Managers took ‘us vs them’ approach to Grenfell Tower tenants, inquiry hears

Staff managing social housing for the Royal Borough of Kensington and Chelsea adopted an “us vs them” mentality towards residents of the Grenfell Tower in the months before the fire that killed 72 people, an inquiry has heard.

Lee Chapman said he had repeatedly been refused an independent fire assessment of the building by the Kensington and Chelsea Tenant Management Organisation (KCTMO) in spring 2017.

As secretary of the Grenfell Tower Leaseholders’ Association (GTLA), he had raised concerns about bare gas pipes being run through the stairwell of the building – the only fire escape – during recent upgrade works.

The public inquiry into the June 2017 disaster is now looking at issues surrounding social housing management, including risk assessment and handling of tenants’ complaints.

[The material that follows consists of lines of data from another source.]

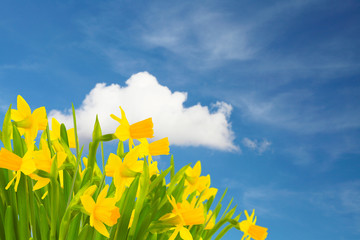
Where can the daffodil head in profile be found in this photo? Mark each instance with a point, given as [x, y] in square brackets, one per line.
[28, 123]
[101, 212]
[250, 229]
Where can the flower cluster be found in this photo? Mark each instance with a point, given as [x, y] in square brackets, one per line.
[58, 196]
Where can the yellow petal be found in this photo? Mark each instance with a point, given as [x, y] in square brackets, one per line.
[42, 182]
[11, 181]
[39, 115]
[90, 190]
[23, 107]
[16, 115]
[55, 129]
[71, 138]
[18, 176]
[185, 234]
[9, 160]
[100, 227]
[176, 231]
[28, 164]
[61, 157]
[45, 194]
[122, 132]
[159, 147]
[103, 193]
[88, 203]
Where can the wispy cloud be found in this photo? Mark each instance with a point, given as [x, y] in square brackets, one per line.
[255, 145]
[144, 97]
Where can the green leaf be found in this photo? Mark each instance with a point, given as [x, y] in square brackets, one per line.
[74, 227]
[9, 224]
[22, 200]
[144, 187]
[126, 211]
[44, 223]
[159, 179]
[84, 233]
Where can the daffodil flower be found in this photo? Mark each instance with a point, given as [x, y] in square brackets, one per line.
[183, 214]
[159, 147]
[210, 220]
[200, 184]
[102, 211]
[250, 229]
[13, 162]
[123, 172]
[55, 133]
[142, 129]
[28, 123]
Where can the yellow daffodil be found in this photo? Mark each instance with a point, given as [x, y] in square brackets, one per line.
[55, 133]
[125, 171]
[210, 220]
[183, 214]
[159, 147]
[250, 229]
[43, 161]
[102, 211]
[97, 171]
[195, 182]
[13, 162]
[142, 129]
[28, 123]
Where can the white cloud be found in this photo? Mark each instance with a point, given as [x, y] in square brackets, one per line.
[144, 97]
[259, 146]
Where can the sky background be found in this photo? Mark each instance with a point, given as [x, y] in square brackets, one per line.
[265, 93]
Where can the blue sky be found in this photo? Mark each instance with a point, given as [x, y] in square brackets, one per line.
[267, 93]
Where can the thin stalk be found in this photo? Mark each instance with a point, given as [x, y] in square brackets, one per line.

On Monday, the inquiry saw chains of email between Mr Chapman and KCTMO, in which residents were refused an independent fire safety inspection of the building.

In one reply, residents were told KCTMO had been assured recent works were safe by the London Fire Brigade and the National Grid.

It stated: “We do not see it necessary to instruct or fund an independent adjudicator at this time.”

Mr Chapman said he feared the fire safety consultant appointed by KCTMO would be tasked with proving residents wrong rather than conducting a proper assessment.

“(KCTMO’s responses) made me have the impression that the council would essentially be against the residents because they might think: ‘They keep complaining so we need to prove that we are right,'” Mr Chapman told the inquiry on Monday.

“That was the impression that I had at the time, that it was ‘us against them’, even though in my view we needed to work together to get this result.”

Mr Chapman and other members of the leaseholders’ association repeatedly requested copies of fire safety reports from the National Grid and the fire brigade which KCTMO claimed it possessed.

These requests were never complied with, the inquiry heard.

“I think with the letters that we sent and the responses that we got, it just didn’t seem to fully address (issues) we were raising,” Mr Chapman said.

“(There was) nothing addressing the individual parts of it, it was just very generic.”

The leaseholders’ association also repeatedly raised concerns about residents smoking in the stairwell and the fact that the exposed gas pipes were an easy target for vandalism.

In an email to the KCTMO on March 20 2017, Mr Chapman said: “Having seen these pipes numerous times, I am seriously concerned about how I will get out of the building alive in the event of a fire with this added risk.”

He added: “At the 22nd floor it is a very long way down from the window in the event that after 30 minutes of fire our house is engulfed.”

In a second email three days later, Mr Chapman said: “The potential risk to life and our common assets is without doubt very high given that this GAS MAIN is installed through our communal fire escape.”

He continued: “I cannot imagine the possible consequences of a fire in this building and as a duty of care the RBKC must ensure we can get out in an emergency, if there is a need to evacuate.

“To be clear, if we cannot get out people will die or at best suffer serious injury.”

On the night of the fire, Mr Chapman’s wife Dr Naomi Li was one of the last people to escape the building alive.

Mr Chapman said in an earlier statement residents had been “brushed off” by KCTMO and the council.

“I had a sense that the people in the TMO and RBKC looked down on the residents of Grenfell Tower and were brushing us off,” he said.

Witness David Collins said the fire safety issues were a product of the culture and leadership at KCTMO.

He said residents had tried to get KCTMO to engage with them on the noise from the upgrade works, poorly fitted windows and the placement of boilers.

“I’d say (fire safety and poor works) are outcomes – whether you have a safe building, it’s all about the leadership and the culture,” he said.

Mr Collins was one of a number of people who joined a residents’ group called Grenfell Community Unite, but staff at KCTMO refused to meet them.

“We tried every way we could possibly find to get a voice and be heard,” he said.